Todo este movimento de diálogos e aproximações resultou na Carta da Praia Vermelha, onde algumas das perspectivas trazidas por estes diálogos foram inseridas.

Em janeiro de 2012 no Fórum Mundial em Porto Alegre os facilitadores da REBEA presentes salientamos a necessidade de continuidade destes diálogos e construímos um percurso mais objetivo em que os diálogos seriam um dos eixos primordiais do VII Fórum ( março, 2012) e do espaço da REBEA na Cúpula dos Povos (julho, 2012). Infelizmente não conseguimos concretizar estes diálogos no VII Fórum.

Estes diálogos iniciados em 2004 no V Fórum foram primordiais para nossa inserção na luta do campo ambiental por ocasião da Cúpula dos Povos. Lutamos junto com vários coletivos (notadamente o FBOMS que foi um grande arquiteto na construção de uma pauta comum), e conseguimos um território na Cúpula dos Povos para o campo ambiental e inserido neste território a nossa Tenda da REBEA/REBAL, em parceria com o Instituto Terra. Nesta nossa Tenda pudemos retomar estes diálogos políticos e eles são  um dos eixos de construção do VIII Fórum (Belém, 2014), pois todos os consensos estabelecidos pela Facilitação da REBEA , o que inclui a perspectiva destes diálogos com movimentos e coletivos, estão sendo respeitados pela Rede Paraense de Educação Ambiental,  organizadora do evento, nas pessoas dos Facilitadores Marilena Loureiro e Fidélis Paixão.
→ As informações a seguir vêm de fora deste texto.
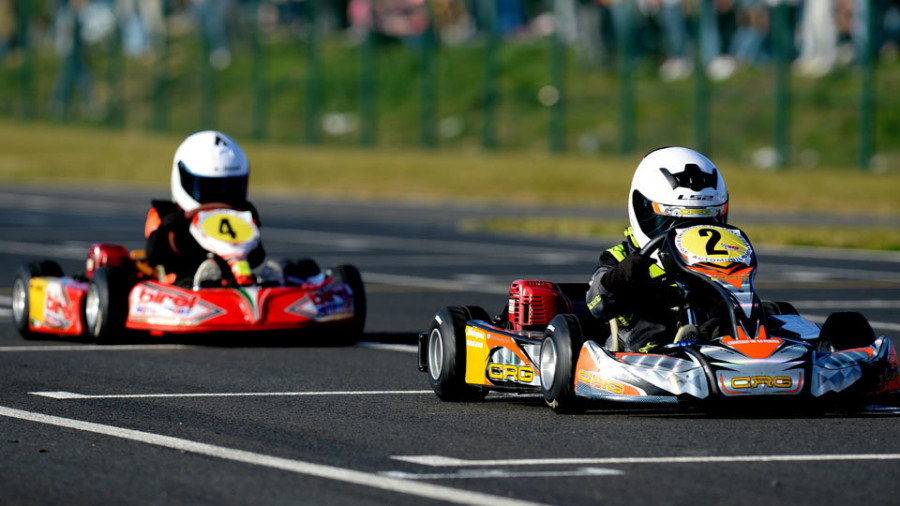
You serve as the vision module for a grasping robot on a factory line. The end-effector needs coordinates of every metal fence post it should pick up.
[613,0,635,155]
[479,1,500,150]
[18,0,35,119]
[359,3,378,146]
[106,12,124,127]
[419,0,438,148]
[250,0,268,139]
[198,0,216,130]
[548,0,566,153]
[303,0,322,144]
[859,1,877,170]
[772,0,792,167]
[153,0,169,131]
[694,0,716,156]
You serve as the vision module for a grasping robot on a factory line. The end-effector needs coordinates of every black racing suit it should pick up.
[145,200,266,281]
[586,227,679,352]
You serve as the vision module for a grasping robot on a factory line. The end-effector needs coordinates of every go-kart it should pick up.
[12,205,366,343]
[418,224,900,413]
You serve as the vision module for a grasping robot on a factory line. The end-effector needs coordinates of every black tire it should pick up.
[465,306,493,323]
[426,306,489,402]
[330,265,367,344]
[763,300,800,315]
[540,314,584,414]
[12,260,63,341]
[278,258,324,282]
[819,311,875,351]
[84,267,134,344]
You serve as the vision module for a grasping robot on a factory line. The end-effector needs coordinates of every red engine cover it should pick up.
[85,243,134,278]
[509,279,572,330]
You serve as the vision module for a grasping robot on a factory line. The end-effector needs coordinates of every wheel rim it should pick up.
[84,285,100,335]
[428,328,444,381]
[541,338,558,391]
[12,278,27,323]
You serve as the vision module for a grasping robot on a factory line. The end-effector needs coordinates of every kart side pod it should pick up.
[509,279,572,330]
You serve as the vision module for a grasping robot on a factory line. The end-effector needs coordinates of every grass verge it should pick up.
[0,119,900,249]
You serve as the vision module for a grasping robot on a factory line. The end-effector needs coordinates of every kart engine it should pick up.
[509,279,572,330]
[85,243,134,278]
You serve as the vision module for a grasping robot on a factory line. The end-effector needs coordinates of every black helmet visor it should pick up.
[178,162,248,205]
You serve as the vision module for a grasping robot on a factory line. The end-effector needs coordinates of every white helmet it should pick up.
[628,147,728,247]
[172,130,250,211]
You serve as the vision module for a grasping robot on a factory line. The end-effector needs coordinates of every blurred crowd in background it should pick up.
[0,0,900,79]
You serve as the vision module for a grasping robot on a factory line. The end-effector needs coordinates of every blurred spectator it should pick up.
[191,0,234,70]
[347,0,430,40]
[729,0,769,64]
[796,0,837,77]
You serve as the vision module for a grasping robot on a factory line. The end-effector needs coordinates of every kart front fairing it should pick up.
[125,276,354,333]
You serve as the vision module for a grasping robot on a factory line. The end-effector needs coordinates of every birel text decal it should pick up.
[130,285,223,325]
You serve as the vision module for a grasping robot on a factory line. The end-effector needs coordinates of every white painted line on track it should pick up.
[378,467,625,480]
[363,272,509,294]
[391,453,900,467]
[0,344,197,353]
[0,406,537,506]
[803,314,900,331]
[788,299,900,309]
[28,390,434,401]
[0,241,87,260]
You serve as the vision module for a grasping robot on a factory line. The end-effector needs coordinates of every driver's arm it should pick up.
[587,251,652,320]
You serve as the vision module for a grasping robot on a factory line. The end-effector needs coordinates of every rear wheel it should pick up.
[427,306,489,402]
[84,267,132,344]
[819,311,875,351]
[540,314,584,414]
[12,260,63,340]
[330,265,366,344]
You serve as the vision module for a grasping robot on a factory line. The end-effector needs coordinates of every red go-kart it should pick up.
[12,208,366,343]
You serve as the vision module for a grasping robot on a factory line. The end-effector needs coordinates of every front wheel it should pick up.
[330,265,366,344]
[84,267,131,344]
[427,306,487,402]
[540,314,584,414]
[12,260,63,340]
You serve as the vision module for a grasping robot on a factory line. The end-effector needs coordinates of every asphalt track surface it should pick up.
[0,187,900,505]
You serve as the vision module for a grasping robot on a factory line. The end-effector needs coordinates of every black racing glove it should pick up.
[600,252,653,295]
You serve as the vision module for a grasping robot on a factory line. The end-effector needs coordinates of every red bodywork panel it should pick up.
[29,277,354,336]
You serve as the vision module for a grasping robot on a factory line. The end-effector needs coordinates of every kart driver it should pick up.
[587,147,728,353]
[144,130,266,283]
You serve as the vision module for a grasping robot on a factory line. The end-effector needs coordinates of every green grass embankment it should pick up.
[0,120,900,250]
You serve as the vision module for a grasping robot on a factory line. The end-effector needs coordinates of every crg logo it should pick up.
[731,376,794,390]
[488,364,534,383]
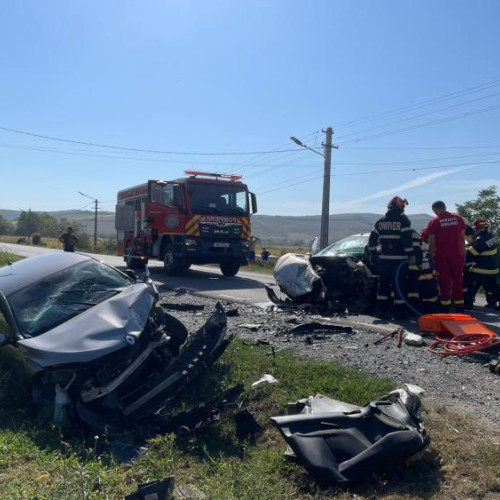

Mas há um ponto fundamental que é a fragilização da Educação Ambiental no PNE. Lembro que muito antes do Vítor da RUPEA chamar atenção aqui na lista da REBEA sobre esta questão, o Celso Sanchez (REARJ) e o Jorge Amaro (REASUL) já tinham enviado um texto sobre a necessidade de a REBEA ser mais pro-ativa para que a Educação Ambiental pudesse ter um espaço no PNE. Infelizmente não soubemos ser ágeis o bastante e fica um alerta para os futuros desafios.

Mas gostaria de lembrar que na Programação da Tenda da REBEA/REBAL na Cúpula tivemos a oportunidade de trazer todas as comunicações acerca da Educação Ambiental que foram propostas por representantes de universidades. Eu integrei o GT de Metodologia da Cúpula dos Povos como estratégia conjunta FBOMS-REBEA exatamente para visualizar o panorama das inscrições e arrebatar para a nossa Tenda as propostas que tivessem a Educação Ambiental em seu eixo e enviar para o FBOMS aquelas focadas na questão socioambiental. Nossa perspectiva (e afirmei isto em email para a lista de discussão do GT de EA da ANPED) era de um diálogo entre as  universidades que estavam a estudar a EA e os consensos políticos da REBEA no que tange à inserção da rede nos movimentos de luta social e ambiental. E isto poderia incluir uma discussão sobre o PNE. Infelizmente isto não ocorreu porque os representantes das universidades presentes apenas quiseram falar para eles mesmos, apresentando suas pesquisas uns para os outros. Foi um dos fracassos de nossa Tenda.

Mas temos também que pensar que a REBEA está num novo momento político (Carta da Praia Vermelha) e novo patamar de sua gestão (Colegiado Nacional, Facilitação Nacional) e que os processos de diálogos são sempre difíceis . Além disso, ainda falta fazermos uma análise mais qualificada de nossa participação na Cúpula dos Povos e na Rio+20.